Tips for handling regressions during the pandemic

Teach your children that their emotions are messages (and remember that for yourself as well). If you can recognize what your children are trying to say without judging them, then we can get to the root of what they need. And in doing so, it’s much easier to solve problems and handle whatever it is that’s emotionally upsetting your child.

  • Communicate with your children. Ask your child about coronavirus and what they want to know about it. Ask them if there’s something in particular that worries them. Share information and news in a way that’s appropriate for their age.
  • Connect with your children. Connect in a meaningful way and support them in their emotional changes. Spending time together is more important than the specific activity you’re sharing. Take walks together, have picnics in the yard, or watch movies together. Make the most of this time.
Adolescente tumbada en el sofá sin motivación sufriendo una regresión durante la pandemia.
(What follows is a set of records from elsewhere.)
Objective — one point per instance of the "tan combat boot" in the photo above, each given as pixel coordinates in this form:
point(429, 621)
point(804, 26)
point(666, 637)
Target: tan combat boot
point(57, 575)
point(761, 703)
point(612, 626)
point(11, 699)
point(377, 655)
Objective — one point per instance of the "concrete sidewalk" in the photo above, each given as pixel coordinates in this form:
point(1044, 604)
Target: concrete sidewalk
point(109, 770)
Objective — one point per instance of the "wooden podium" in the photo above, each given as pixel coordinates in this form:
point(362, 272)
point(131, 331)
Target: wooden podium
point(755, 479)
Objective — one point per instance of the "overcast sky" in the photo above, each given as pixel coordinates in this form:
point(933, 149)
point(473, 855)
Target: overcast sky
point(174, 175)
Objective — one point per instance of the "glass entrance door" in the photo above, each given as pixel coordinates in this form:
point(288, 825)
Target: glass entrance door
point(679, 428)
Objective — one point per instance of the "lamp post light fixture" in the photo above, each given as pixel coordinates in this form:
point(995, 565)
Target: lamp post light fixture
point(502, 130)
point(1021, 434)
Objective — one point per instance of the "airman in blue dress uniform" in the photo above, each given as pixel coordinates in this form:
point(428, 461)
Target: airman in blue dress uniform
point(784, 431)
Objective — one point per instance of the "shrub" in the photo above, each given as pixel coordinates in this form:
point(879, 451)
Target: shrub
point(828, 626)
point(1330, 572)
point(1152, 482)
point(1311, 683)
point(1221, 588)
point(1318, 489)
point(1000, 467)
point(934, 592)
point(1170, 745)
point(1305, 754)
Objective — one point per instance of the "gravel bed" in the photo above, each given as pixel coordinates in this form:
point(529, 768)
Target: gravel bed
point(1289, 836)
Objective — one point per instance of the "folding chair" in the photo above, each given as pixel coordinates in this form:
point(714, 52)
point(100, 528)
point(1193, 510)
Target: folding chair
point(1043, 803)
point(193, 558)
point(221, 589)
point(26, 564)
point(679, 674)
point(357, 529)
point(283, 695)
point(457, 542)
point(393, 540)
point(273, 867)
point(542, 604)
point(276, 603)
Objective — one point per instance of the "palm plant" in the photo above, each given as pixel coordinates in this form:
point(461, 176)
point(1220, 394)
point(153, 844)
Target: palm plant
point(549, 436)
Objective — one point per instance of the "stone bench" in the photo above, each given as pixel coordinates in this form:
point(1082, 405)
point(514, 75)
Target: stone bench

  • Maintain limits as well. The fact that your children are stressed out doesn’t mean that you should let them do what they want. For example, you don’t have to allow your child to sleep in your bed every night if you don’t want him or her there. Meet your child’s needs, but honor your own as well.

As parents, we often find ourselves making adjustments based on the needs of our children. That’s just part of parenthood. But sometimes these adaptations cross important personal lines which are different for every parent. When that happens, the cost is greater than the benefit. Rather than eliminating stress, they add to it.

Pandemic regressions: pay attention to your own needs and internal responses

Pay attention to your own needs and internal responses. If some important limit has been crossed, then you may need to be creative in finding solutions that satisfy the needs of your children, those of your partner, and your own as well.

And, once again, remember that this is temporary and that, like everything else, this too shall pass. Be understanding with your child if they fall back into old behaviors or act in ways that seem inappropriate for their age. And, above all else, give them the affection they need–because right now, they need it more than ever.